No matter what your personal opinion on the “artistic” in woodturning is, it is in all of our interests for the “artistic” in woodturning to prosper. It could well be that without the growth of the artistic and the implicit advantages this would bring, that woodturning will fail to progress. And if it does fail to progress, it may well die out, and if not exactly die out, it could certainly slump to the low take-up levels where tool manufacturers, magazines and book publishers, instructional DVD makers, and event organisers begin to view the market as being so small that it is no longer a viable market, and that itself would be a very bad thing for woodturning and its practitioners.

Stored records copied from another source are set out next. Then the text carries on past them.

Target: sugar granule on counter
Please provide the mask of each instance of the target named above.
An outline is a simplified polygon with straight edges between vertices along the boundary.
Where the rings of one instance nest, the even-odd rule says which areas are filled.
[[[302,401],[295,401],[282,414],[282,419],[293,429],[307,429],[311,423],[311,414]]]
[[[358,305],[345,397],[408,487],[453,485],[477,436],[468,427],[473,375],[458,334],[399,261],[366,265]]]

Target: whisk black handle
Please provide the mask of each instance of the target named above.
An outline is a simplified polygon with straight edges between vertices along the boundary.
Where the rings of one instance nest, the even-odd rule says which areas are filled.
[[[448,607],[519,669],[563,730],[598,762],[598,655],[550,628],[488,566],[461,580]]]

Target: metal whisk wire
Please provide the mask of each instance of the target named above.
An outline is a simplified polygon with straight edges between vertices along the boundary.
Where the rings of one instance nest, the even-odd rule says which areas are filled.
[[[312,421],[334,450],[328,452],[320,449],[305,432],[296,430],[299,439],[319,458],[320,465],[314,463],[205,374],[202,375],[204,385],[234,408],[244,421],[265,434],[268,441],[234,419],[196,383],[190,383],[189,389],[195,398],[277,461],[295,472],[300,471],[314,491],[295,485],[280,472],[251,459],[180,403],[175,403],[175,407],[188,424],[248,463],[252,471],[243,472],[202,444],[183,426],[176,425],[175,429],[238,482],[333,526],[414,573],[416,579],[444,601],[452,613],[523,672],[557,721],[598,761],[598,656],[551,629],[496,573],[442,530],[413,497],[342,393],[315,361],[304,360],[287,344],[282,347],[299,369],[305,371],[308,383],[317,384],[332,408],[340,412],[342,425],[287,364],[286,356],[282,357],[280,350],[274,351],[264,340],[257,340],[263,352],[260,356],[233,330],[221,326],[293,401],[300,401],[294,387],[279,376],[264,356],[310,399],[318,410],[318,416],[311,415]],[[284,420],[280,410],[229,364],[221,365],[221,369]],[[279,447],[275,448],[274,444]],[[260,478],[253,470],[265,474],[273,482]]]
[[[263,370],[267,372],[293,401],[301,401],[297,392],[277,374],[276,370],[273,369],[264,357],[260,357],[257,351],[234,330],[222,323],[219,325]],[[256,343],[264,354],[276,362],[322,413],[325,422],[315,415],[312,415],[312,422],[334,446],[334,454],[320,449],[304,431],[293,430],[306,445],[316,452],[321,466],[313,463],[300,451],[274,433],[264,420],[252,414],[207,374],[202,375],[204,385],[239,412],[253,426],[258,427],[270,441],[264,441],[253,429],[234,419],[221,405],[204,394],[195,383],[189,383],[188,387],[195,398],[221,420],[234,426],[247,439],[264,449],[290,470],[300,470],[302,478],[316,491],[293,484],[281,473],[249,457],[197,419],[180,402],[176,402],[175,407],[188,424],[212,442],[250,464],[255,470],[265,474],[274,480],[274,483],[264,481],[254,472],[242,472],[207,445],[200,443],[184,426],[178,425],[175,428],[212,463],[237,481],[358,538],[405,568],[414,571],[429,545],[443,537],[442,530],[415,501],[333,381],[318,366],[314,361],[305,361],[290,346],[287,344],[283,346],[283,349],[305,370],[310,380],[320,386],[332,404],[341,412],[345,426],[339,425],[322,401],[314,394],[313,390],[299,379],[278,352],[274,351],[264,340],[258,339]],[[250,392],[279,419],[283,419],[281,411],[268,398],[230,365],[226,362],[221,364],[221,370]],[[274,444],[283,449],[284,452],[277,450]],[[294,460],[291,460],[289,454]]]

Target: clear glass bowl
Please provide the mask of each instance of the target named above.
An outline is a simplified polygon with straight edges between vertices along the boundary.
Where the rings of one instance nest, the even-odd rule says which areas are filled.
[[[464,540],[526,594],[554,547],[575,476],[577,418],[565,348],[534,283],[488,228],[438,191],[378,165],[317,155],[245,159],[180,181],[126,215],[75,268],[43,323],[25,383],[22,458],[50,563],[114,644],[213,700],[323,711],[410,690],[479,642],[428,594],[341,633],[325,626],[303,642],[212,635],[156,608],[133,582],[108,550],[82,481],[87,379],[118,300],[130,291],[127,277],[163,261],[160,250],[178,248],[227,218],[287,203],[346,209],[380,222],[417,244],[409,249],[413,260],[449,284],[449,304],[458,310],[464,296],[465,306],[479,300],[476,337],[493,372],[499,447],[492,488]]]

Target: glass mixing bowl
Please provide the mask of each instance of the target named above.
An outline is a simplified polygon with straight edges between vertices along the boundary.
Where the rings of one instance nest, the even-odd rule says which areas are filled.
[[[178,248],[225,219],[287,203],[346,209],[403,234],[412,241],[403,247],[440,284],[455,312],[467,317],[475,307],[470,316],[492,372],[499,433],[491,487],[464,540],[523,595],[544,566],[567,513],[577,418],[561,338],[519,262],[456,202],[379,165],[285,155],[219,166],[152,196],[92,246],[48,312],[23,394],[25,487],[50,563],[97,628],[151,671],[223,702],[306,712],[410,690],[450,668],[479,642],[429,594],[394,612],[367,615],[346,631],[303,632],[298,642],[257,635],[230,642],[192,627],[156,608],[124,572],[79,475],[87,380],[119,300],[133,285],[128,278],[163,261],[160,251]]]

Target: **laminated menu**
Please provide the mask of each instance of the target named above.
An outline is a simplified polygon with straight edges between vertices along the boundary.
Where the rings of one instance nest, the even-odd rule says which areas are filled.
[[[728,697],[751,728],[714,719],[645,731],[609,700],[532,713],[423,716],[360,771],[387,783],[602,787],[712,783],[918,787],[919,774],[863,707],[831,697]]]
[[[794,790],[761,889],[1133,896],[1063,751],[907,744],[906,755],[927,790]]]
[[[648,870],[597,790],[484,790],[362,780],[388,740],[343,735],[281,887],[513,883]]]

So even if you don’t like the “artistic” work being done by many turners, support their right to pursue it, support their work, support their desire to re-define it, support the possibilities this may bring, and enjoy the positive knock-on effects of their success when your work is viewed in a far better light at the next local craft fair you attend.

Subverting forms…

So where do you go when you have turned all the commonly turned items, and then become bored and wish for something new to turn? This was the question I used as the basis for a competition brief on the AWGB forum this month, and it seems to have caused some concern.

Today I should have been at Ally Pally for the International Woodworking Show, but I was sadly poleaxed with a stomach bug, and forced to stay away. But boredom is not something I enjoy, and I decided to try and make a quick piece to illustrate how you might subvert a form, as this seems to be the problem most people are having with the brief.

The intention of the brief was to try and get turners to think differently about what they turn. I have often found that this can lead to interesting diversions from the norm, and many of my favourite pieces have resulted from such an approach.

So what to do…

Well, not feeling 100%, it had to be quick. I had some small bowls rough-turned in Holly that were ready for final turning, so I picked one of these, and decided to do something in the line of one of Mark Hancock’s sycamore carved forms. The problem was that I didn’t have hours and hours to cut, carve, and abrade, and besides, if all I did was copy a Hancock piece, what was the point. So I used part of an idea I’d been thinking about for some time.

It was re-turned to bring it to true, and then the outer wall of the bowl was marked off at 10mm intervals, and then each section parted off with a 2mm parting tool. The resulting base section was jam-chucked and the foot turned off. The resulting “rings” were each drilled at a single point with a 2mm bit, and a piece of copper wire used to “sew” them back together, providing a swivel point about which the rings could rotate through a flat plane.

This isn’t a finished piece, but hopefully gives some idea of how you might subvert a form. It’s not even an terribly exciting result, but it was a quick job, and offers many possibilities for future experimentation.

I do hope that people have a try, even if they feel a little uncertain. Once you begin to play in this manner, it can become quite habit forming, and once in a while something interesting comes out of the process.

Now all I have to do is wait for the almost inevitable email stating, “It’s very nice…but what would you do with it?”